Themen

  1. Die Auswirkungen der Betreuungsrolle

    In der EU gibt es ungefähr 10 Millionen Angehörige, die Menschen mit psychischen Erkrankungen betreuen. Es sind die Helden unseres Alltags die täglich Verantwortung für die Betreuung ihrer erkrankten Familienmitglieder übernehmen und damit unsere nationalen Gesundheitssysteme um mehrere Millionen Euro entlasten.
  2. Soziale Ungerechtigkeit in der Betreuung psychisch Erkrankter

    Betreuende Angehörige werden oft von unserer Gesellschaft benachteiligt und haben ein größeres Risiko vorzeitig in Rente zu gehen oder arbeitslos zu sein.
  3. Betreuende Angehörige sind oft nicht hinreichend in den Behandlungsprozess einbezogen

    Betreuende Angehörige für psychisch Erkrankte können die Behandlung oft positiv beeinflussen und zur Minimierung von Rückfällen beitragen, wenn sie in die Behandlungsplanung und –entscheidung mit einbezogen werden.
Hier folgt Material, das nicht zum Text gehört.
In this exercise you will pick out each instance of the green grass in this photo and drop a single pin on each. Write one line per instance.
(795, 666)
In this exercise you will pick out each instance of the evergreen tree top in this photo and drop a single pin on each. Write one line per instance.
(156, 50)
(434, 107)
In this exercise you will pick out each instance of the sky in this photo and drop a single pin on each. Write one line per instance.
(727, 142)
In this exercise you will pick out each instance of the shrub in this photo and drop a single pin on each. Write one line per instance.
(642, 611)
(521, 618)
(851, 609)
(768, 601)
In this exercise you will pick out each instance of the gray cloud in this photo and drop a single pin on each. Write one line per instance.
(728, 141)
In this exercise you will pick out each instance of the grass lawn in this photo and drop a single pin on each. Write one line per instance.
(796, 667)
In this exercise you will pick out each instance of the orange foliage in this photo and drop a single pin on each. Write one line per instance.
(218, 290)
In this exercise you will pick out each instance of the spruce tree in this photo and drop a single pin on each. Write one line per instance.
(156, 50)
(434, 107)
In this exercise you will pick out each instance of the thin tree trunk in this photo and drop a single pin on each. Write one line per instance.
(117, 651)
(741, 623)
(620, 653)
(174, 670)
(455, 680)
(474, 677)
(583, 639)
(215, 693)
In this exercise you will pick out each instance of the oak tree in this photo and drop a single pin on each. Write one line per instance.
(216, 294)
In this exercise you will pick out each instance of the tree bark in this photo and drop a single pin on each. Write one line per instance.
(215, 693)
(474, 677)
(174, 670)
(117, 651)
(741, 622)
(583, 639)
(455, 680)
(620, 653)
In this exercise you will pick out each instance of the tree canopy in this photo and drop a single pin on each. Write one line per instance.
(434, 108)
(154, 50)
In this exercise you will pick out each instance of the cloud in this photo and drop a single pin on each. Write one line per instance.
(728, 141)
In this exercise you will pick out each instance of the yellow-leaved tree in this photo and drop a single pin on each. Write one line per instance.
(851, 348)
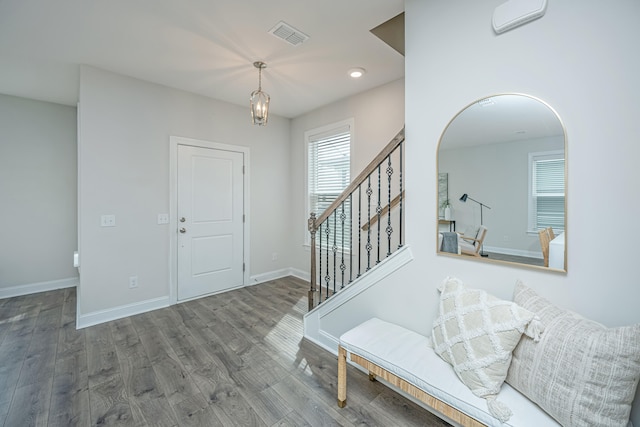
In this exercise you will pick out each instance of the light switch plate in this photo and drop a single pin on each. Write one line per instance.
(108, 221)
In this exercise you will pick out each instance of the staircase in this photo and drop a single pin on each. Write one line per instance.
(361, 228)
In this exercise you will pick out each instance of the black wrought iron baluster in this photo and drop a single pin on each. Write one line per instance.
(343, 267)
(351, 237)
(389, 229)
(369, 247)
(320, 266)
(335, 249)
(327, 277)
(400, 238)
(359, 229)
(379, 212)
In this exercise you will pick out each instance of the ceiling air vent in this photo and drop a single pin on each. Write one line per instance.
(286, 32)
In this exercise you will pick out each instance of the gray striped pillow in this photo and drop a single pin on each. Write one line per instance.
(580, 372)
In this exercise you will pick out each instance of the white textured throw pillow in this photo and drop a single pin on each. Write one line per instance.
(580, 372)
(476, 332)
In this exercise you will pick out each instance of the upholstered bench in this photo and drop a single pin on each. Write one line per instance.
(406, 360)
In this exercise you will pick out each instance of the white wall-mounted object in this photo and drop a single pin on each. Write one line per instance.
(108, 221)
(514, 13)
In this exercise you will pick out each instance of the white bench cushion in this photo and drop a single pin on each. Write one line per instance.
(410, 356)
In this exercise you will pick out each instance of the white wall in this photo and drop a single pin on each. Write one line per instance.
(581, 58)
(378, 116)
(125, 125)
(38, 193)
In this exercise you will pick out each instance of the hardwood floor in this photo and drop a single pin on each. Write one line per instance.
(233, 359)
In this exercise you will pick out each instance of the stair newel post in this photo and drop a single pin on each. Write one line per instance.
(311, 224)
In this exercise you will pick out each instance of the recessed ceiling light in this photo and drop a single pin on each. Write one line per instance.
(356, 73)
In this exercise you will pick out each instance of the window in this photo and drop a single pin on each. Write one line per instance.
(546, 190)
(328, 174)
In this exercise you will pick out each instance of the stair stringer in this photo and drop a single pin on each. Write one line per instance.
(322, 315)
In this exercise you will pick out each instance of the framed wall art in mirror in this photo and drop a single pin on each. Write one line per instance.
(509, 152)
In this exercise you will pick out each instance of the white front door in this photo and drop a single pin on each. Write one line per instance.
(210, 221)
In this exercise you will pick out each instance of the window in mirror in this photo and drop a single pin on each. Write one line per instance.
(546, 190)
(509, 152)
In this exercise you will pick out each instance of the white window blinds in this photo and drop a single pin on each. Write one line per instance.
(547, 191)
(329, 172)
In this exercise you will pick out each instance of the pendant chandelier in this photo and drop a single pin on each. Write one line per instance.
(259, 100)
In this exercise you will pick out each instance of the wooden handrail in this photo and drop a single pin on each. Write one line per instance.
(386, 151)
(386, 209)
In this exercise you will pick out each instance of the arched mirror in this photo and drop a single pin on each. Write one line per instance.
(502, 183)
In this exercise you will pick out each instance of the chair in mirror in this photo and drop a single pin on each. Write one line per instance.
(502, 180)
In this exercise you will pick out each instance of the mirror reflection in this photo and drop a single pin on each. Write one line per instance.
(502, 183)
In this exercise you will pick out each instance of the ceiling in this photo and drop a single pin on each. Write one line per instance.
(499, 119)
(205, 47)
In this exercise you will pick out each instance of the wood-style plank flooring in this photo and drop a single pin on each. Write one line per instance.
(233, 359)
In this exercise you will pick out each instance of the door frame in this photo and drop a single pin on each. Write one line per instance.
(174, 142)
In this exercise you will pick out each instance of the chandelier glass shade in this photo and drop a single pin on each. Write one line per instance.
(259, 100)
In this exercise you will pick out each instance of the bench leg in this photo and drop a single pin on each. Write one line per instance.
(342, 377)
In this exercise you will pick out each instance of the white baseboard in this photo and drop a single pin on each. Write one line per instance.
(32, 288)
(277, 274)
(515, 252)
(90, 319)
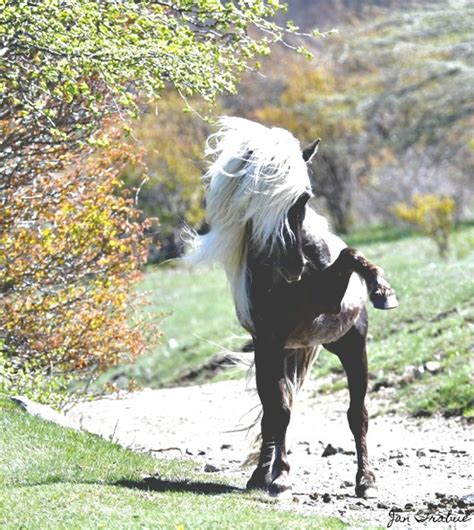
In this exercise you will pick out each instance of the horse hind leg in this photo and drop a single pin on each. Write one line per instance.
(280, 374)
(381, 294)
(351, 350)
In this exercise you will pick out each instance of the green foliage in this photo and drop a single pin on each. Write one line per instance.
(51, 477)
(433, 322)
(173, 143)
(72, 248)
(432, 215)
(71, 240)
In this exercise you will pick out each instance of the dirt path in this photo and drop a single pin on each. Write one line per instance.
(420, 464)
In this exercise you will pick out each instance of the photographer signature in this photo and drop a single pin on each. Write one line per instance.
(427, 517)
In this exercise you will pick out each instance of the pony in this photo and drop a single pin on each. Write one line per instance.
(296, 286)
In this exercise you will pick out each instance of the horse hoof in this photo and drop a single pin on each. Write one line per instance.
(380, 301)
(366, 492)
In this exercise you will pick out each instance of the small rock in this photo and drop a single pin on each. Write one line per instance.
(396, 454)
(433, 366)
(210, 468)
(466, 501)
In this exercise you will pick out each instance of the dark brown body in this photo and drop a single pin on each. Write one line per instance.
(291, 320)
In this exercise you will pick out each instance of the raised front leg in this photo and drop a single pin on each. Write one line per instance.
(381, 294)
(272, 471)
(352, 353)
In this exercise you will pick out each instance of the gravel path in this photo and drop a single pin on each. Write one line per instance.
(420, 464)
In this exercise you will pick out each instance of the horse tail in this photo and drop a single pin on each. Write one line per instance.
(298, 364)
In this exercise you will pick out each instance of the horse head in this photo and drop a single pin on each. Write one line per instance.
(291, 260)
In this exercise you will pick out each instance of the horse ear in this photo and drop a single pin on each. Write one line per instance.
(309, 152)
(302, 200)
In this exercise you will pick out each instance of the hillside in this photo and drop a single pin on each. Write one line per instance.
(433, 323)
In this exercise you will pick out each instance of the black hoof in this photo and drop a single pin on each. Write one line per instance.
(280, 485)
(366, 492)
(380, 301)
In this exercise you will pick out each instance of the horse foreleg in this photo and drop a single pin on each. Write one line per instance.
(351, 350)
(272, 471)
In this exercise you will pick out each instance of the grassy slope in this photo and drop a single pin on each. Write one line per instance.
(434, 320)
(52, 477)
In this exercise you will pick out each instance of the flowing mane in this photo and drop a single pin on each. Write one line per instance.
(256, 175)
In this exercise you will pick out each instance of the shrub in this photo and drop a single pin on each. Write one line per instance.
(72, 248)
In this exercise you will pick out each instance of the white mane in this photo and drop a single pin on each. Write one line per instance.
(256, 176)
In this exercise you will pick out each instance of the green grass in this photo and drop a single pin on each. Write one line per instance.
(52, 477)
(434, 320)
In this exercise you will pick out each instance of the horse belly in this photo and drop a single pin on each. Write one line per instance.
(327, 328)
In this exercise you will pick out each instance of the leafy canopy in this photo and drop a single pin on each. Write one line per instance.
(198, 46)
Leider werden die Angehörigen hier oft nicht in die Entscheidungsprozesse mit dem Gesundheitspersonal eingebunden.
  4. Unterstützung der edukativen Bedürfnisse von betreuenden Angehörigen

    Die meisten betreuenden Angehörigen können dem konstanten Druck ihrer Betreuungsleistung nicht standhalten und sind mit den ihnen zugänglichen Informationen unzufrieden.
  5. Reduktion der gesellschaftlichen Isolation und des Stigmas

    Die Mehrheit der betreuenden Angehörigen von Menschen mit psychischen Erkrankungen fühlt sich in ihrer Rolle stigmatisiert und gesellschaftlichen Vorurteilen ausgesetzt. Sie fürchten den Verlust des Zusammenhalts in der Familie und lebenslange Isolation.